Eight years of Putin’s reforms earned Russia trillion petrodollars

Oil prices have recently reached the level of 99 dollars per barrel, making market traders believe that the time when the price hits the level of $100 per barrel and higher is just around the corner. However, oil was nearly four times cheaper during the first years of Putin’s presidency, the Vedomosti newspaper marks.

If average annual oil prices remain the same, but natural gas becomes more expensive, Russia is going to gain about $290 billion for oil, gas and petroleum products export, specialists say. The export of raw materials is supposed to bring about $800 million profit daily. If oil prices stay on the level of $100 per barrel, annual exports and budget incomes would receive about $90 and $70 billion more, respectively, than in 2006, when oil cost $60 per barrel.

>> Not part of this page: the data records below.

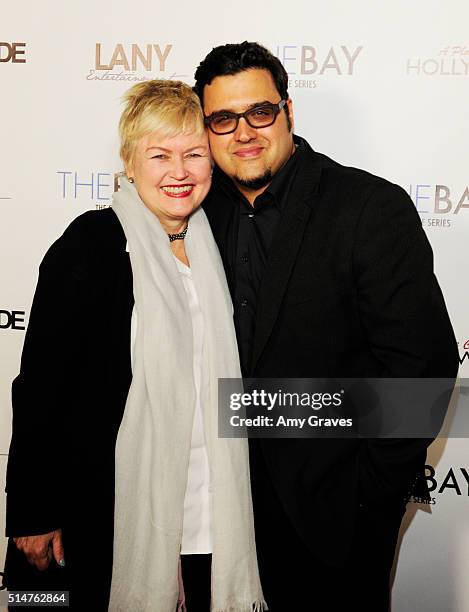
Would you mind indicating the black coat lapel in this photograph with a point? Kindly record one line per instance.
(282, 256)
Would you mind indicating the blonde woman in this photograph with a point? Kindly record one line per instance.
(116, 472)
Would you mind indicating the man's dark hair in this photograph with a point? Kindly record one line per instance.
(234, 58)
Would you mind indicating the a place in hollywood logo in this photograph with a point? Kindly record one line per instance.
(307, 64)
(439, 205)
(132, 62)
(451, 60)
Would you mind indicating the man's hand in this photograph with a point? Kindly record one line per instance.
(40, 549)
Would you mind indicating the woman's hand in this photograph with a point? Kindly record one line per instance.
(40, 549)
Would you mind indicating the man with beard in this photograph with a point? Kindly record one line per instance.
(331, 276)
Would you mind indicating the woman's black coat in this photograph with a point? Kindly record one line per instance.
(68, 402)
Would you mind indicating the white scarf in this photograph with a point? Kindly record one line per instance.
(154, 440)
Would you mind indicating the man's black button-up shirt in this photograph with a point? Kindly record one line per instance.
(256, 228)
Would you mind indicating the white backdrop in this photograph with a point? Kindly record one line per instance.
(378, 85)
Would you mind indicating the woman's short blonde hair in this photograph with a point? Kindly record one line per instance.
(167, 107)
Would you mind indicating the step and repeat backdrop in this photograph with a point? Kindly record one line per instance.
(378, 85)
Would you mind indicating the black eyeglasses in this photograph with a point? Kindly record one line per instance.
(257, 117)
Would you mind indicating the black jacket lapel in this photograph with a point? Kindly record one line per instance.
(282, 257)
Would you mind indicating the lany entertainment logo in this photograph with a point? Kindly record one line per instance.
(133, 62)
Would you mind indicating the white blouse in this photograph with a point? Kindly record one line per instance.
(197, 532)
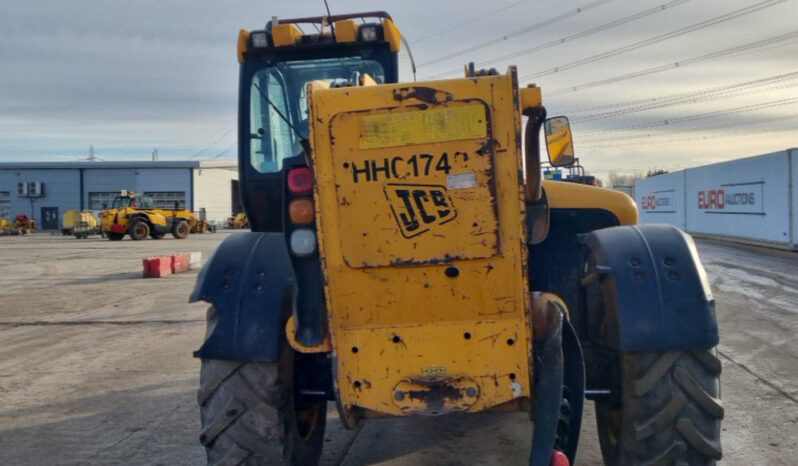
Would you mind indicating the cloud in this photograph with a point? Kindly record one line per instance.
(129, 76)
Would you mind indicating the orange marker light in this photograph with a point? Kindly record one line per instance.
(301, 211)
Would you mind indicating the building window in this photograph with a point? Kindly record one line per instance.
(167, 199)
(98, 201)
(5, 204)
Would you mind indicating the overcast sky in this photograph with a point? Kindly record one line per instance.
(130, 76)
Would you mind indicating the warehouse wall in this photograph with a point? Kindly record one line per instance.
(61, 190)
(750, 199)
(213, 191)
(139, 180)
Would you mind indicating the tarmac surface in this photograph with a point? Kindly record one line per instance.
(96, 365)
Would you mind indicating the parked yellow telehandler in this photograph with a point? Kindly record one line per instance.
(136, 216)
(406, 259)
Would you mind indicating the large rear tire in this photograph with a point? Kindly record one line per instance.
(251, 415)
(669, 411)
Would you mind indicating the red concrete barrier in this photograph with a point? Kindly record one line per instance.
(155, 267)
(180, 263)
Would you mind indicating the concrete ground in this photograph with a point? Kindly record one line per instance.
(96, 365)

In 2007 oil and gas incomes are going to reach $220 billion (151.1 billion or 60.9 percent of export incomes in January – September, Russia’s Central Bank said. Russia’s oil and gas exports are expected to total 893 billion dollars in 2000-2007. The number will most likely make a trillion dollars by the time the new president takes office in Russia next spring.

Expensive oil gave many opportunities to the Russian government. State-run investment plans became much less dependant on foreign investments. Petrodollars are capable of solving quite a number of problems including the raise of pensions and public sector employee wages.

The profit of oil and gas enterprises received during the above-mentioned period made up $150 billion. The companies will pay 700-730 billion dollars of taxes and duties to the government during 2000-2007.

Opinions vary on how the government should spend the unexpected wealth. Some officials say that investments in strategic industries are a necessary, but a transitional measure.

Russian authorities have spent not less a trillion dollars on the social sphere during eight years of Putin’s presidency. But now it is impossible to find out how many petrodollars were contributed to this amount. Expenses were rising along with the GDP. This year about $170-180 billion is expected to be spent on social needs.

The inflow of petrodollars has a downside too: it stimulates the ruble strengthening and the inflation rate. These two factors may destabilize Russia’s economy.